The questions remain: Will I explode before I manage to get myself home? Will I eventually tip over as I become more and more top-heavy? Will L. even be able to latch on as engorged as I am? Will my supply be negatively affected? Will this hiatus wind up causing a plugged duct? Inquiring minds wait to find out.

As the countdown to my first-ever enthusiastic greeting for my pump continues, I am left sincerely hoping that L. refuses her third bottle today and will nurse like a glutton when I pick her up.


Saturday, December 03, 2005

Taking the day off

Mr.
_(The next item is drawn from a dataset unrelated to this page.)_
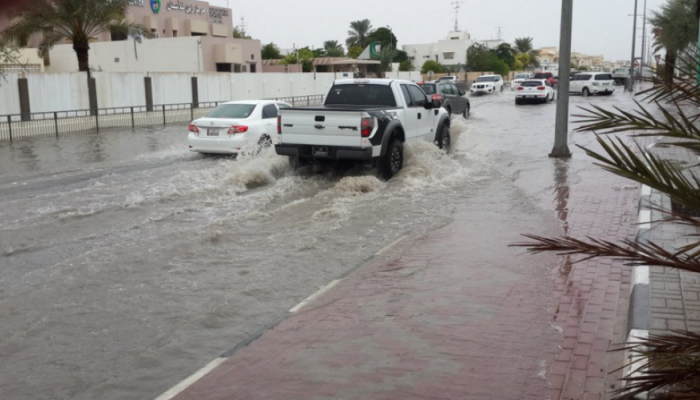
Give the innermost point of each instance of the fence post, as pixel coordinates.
(9, 125)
W. and I took today off, completely off. We send S. to grandma and grandpa's, took L. into daycare, took vacation from work and spent three-quarters of the day being nothing more and nothing less than a couple. I cannot remember the last time we did such a thing, but I know we will do it again.

We went shopping. Not once did we have to make a super-fast run to a restroom with a three-year-old declaring, 'I have to go NOW!' There were no cramped nursing sessions in our mini-van. Not once did either of us have to bark at S. to quit pulling things off the shelves. We leisurely browsed the shelves looking for the best sales and did not knock a stroller into a single elaborate display. Lunch was a leisurely, peaceful event. We didn't play the 'Your Turn to Soothe the Baby While I Eat and Keep S. Under Control' game. We talked to each other. We ate from each other's plates. We had dessert.

It was lovely, simply lovely, spending time with my spouse. We focused on each other without the distraction of the kiddos. The girls add a wonderful dimension to our life together, but it was good to step outside the parenting world and rediscover that we still like each other.